Sur la photo de couverture de la page Facebook « Wexit Alberta » apparaît en anglais le slogan suivant : « Si Justin Trudeau est réélu le 21 octobre, je serai séparatiste le 22 octobre ». À voir la croissance fulgurante de ce mouvement séparatiste à saveur conservatrice qui s’est produite récemment, on peut dire que ce slogan a fait écho chez plusieurs électeurs de l’Ouest canadien.
Au début de la soirée électorale, le 21 octobre dernier, le groupe Facebook VoteWexit.com comptait environ 4 000 membres ; six jours après l’élection, ce nombre s’élevait à 255 387.
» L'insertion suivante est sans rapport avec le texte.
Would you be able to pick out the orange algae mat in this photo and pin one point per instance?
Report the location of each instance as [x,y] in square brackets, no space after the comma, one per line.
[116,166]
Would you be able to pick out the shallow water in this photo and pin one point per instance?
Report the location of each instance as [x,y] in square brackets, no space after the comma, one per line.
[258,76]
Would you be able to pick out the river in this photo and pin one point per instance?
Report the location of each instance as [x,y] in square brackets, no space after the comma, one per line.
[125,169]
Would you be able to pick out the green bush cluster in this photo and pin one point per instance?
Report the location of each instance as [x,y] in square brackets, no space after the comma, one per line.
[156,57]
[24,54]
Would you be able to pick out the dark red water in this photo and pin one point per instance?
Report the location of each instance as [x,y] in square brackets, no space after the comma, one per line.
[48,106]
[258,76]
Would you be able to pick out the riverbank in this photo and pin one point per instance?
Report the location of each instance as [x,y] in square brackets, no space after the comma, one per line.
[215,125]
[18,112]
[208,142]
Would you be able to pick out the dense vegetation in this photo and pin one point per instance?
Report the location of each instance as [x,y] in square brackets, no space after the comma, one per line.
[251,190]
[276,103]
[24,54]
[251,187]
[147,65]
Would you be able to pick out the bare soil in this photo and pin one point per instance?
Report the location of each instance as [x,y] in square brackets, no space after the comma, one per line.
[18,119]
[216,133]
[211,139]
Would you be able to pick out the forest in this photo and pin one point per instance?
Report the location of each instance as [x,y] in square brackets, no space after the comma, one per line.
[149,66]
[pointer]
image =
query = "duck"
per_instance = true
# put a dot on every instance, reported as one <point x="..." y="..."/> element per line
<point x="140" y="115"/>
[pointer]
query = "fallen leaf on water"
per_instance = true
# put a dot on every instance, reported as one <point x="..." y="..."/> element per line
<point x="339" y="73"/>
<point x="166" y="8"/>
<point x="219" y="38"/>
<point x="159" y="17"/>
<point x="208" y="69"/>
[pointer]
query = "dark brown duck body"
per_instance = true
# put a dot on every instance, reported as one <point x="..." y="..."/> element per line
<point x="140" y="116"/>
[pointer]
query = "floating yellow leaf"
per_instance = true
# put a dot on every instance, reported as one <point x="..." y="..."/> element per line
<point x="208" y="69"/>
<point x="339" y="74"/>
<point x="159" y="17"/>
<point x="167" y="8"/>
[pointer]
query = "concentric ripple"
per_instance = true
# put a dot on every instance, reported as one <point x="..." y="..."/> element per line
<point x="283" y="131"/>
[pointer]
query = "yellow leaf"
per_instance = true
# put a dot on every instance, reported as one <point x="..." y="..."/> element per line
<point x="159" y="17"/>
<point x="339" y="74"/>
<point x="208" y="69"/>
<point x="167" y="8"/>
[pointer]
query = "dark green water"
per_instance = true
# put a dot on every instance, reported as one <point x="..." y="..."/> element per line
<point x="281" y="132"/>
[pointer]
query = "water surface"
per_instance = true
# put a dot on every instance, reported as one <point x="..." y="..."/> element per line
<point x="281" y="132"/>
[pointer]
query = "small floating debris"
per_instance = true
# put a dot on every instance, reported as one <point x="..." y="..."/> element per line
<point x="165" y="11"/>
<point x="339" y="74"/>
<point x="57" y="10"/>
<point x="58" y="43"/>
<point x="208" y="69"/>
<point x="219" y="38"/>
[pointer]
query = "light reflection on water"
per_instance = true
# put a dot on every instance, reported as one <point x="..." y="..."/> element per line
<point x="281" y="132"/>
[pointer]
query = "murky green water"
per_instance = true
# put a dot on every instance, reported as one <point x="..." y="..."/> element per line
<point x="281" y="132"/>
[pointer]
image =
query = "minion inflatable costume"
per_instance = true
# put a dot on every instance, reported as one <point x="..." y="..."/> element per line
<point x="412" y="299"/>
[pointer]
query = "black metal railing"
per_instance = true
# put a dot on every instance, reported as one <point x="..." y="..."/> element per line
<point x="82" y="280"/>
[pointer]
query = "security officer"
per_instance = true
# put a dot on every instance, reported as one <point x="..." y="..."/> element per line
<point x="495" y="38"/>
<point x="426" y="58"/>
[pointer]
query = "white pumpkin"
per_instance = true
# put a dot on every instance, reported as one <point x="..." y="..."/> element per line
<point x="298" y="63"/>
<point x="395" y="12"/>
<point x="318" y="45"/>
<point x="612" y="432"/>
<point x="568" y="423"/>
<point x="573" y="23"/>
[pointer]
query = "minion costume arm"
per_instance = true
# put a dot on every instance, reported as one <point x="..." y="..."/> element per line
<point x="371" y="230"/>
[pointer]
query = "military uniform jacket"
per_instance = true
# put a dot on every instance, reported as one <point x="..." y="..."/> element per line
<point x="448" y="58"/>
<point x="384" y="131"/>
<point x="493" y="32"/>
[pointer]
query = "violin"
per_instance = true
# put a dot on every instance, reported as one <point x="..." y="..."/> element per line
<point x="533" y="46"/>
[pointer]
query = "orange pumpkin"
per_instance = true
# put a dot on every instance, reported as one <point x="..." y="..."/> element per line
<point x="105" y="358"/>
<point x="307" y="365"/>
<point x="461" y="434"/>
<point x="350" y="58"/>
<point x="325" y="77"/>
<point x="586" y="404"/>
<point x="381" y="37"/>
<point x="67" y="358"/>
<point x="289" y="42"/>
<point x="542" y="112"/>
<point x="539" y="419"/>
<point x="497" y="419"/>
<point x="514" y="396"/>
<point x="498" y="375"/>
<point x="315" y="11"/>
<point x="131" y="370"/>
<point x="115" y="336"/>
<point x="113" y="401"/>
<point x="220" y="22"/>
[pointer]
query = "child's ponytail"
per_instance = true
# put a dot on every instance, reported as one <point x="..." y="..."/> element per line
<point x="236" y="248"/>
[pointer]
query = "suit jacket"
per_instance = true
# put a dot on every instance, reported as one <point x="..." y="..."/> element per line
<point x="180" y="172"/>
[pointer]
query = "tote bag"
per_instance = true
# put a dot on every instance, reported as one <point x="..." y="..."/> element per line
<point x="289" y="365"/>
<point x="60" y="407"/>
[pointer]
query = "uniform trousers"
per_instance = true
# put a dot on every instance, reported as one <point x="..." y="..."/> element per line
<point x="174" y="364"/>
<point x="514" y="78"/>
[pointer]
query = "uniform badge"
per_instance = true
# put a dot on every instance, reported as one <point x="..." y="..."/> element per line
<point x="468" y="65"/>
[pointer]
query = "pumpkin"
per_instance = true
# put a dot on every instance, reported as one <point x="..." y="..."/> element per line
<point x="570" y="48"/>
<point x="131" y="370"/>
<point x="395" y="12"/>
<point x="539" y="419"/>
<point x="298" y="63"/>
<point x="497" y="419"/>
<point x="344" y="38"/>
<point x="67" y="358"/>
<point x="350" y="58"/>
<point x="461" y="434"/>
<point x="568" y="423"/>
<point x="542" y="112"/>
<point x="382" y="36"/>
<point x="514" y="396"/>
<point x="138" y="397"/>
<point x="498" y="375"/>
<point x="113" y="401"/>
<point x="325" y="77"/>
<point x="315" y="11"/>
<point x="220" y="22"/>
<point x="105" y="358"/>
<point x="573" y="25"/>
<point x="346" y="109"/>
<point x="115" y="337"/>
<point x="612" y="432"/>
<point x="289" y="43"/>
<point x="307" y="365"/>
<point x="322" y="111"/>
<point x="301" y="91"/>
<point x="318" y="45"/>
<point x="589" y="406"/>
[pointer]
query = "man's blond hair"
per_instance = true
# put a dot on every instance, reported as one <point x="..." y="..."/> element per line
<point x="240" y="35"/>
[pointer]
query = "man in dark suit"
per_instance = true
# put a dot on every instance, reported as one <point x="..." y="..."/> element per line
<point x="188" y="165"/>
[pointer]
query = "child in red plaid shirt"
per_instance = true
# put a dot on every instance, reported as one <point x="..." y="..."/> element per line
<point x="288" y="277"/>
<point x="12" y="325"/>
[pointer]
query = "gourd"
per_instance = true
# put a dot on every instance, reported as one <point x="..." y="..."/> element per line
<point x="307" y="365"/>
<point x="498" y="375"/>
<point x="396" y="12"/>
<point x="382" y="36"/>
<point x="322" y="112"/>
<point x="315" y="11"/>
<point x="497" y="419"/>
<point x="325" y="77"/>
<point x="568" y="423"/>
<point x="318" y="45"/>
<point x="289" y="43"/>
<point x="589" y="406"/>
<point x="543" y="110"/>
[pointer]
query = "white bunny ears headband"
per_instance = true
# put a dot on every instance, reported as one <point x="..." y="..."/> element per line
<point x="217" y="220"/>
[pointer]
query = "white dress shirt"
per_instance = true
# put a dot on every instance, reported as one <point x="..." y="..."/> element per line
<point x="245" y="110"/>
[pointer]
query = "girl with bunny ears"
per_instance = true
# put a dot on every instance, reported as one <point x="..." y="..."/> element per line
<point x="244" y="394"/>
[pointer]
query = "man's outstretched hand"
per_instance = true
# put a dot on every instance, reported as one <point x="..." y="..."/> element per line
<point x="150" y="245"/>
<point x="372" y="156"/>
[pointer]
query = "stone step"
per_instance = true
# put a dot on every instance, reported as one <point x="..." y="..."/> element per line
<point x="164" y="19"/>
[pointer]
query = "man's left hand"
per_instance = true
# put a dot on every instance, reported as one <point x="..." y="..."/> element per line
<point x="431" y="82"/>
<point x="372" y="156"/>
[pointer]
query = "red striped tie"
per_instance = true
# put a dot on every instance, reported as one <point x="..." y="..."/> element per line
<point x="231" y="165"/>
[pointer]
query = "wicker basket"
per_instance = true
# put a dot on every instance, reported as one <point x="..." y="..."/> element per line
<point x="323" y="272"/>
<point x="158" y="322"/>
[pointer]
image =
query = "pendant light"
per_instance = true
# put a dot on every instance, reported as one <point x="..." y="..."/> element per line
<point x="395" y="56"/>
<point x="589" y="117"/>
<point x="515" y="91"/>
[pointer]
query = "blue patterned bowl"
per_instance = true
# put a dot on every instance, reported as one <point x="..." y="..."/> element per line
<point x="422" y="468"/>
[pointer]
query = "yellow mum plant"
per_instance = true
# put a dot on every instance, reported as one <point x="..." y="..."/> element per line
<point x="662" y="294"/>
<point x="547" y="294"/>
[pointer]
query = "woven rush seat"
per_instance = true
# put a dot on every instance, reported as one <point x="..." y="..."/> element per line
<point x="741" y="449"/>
La naissance d’un mouvement
Le mouvement Vote Wexit se déploie dans les quatre provinces à l’ouest de l’Ontario, soit le Manitoba, la Saskatchewan, l’Alberta et la Colombie-Britannique. Ce phénomène est particulièrement visible sur les réseaux sociaux, mais n’est pas encore représenté par un parti politique de taille. Des quatre branches provinciales du Wexit, seules celles de l’Alberta et la Saskatchewan possèdent des sites Internet, qui témoignent entre autres de leurs démarches pour devenir des partis politiques reconnus .
Ce mouvement semble largement associé à des politiques économiques et sociales conservatrices ainsi qu’à une amertume à l’égard de l’est du pays. « Nous avons été trahis par des électeurs ingrats de l’Est canadien, qui nous ont craché à la figure, pendant qu’ils nous regardaient souffrir de la perte de nos emplois… Trop de taxation… Trop de réglementation », écrivait en anglais Peter Downing, chef de file du mouvement, sur Facebook à l’annonce de la victoire libérale. « Reposez-vous ce soir. Car demain nous commençons notre chemin vers l’indépendance ».
L’Alberta en tête d’affiche
Bien que le mouvement se veuille pan-ouest-canadien, il semble être concentré en Alberta. À date, seul le Wexit Alberta a publié une plateforme officielle avec des visées et des objectifs politiques clairs : la liberté économique, la stabilité sociale et la souveraineté de l’Alberta. Les valeurs de droite véhiculées par le mouvement se traduisent à travers des promesses de maintien du taux d’imposition entre 15% et 19%, de renforcement du système pénal, d’immigration basée sur les besoins sociaux et économiques et de souveraineté face au Canada et aux Nations-Unies, avec notamment le retrait de l’Accord de Paris. Le mouvement promeut également la transparence politique en promettant des référendums sur tous projets de loi non inclus dans les plateformes électorales ainsi que des sanctions pour toute promesse non tenue.
Un nouveau clivage ?
Cette dialectique canadienne tend ainsi à déplacer la dualité traditionnelle de la langue vers une dualité territoriale et idéologique. Pourtant, le régionalisme de l’Ouest ne date pas d’hier, puisque le Parti réformiste de Preston Manning, ayant existé de 1987 à 2000 avait l’objectif avoué de promouvoir les intérêts de ces provinces.
Alors que les libéraux ont fait élire la vaste majorité de leurs députés et députées à l’est du Manitoba (142 sièges sur 157 obtenus), les conservateurs ont quant à eux acquis 71 de leurs 121 sièges à l’ouest de l’Ontario. Cette scission est d’autant plus frappante que 97% des sièges de l’Alberta et 100% des sièges de la Saskatchewan sont occupés par des conservateurs.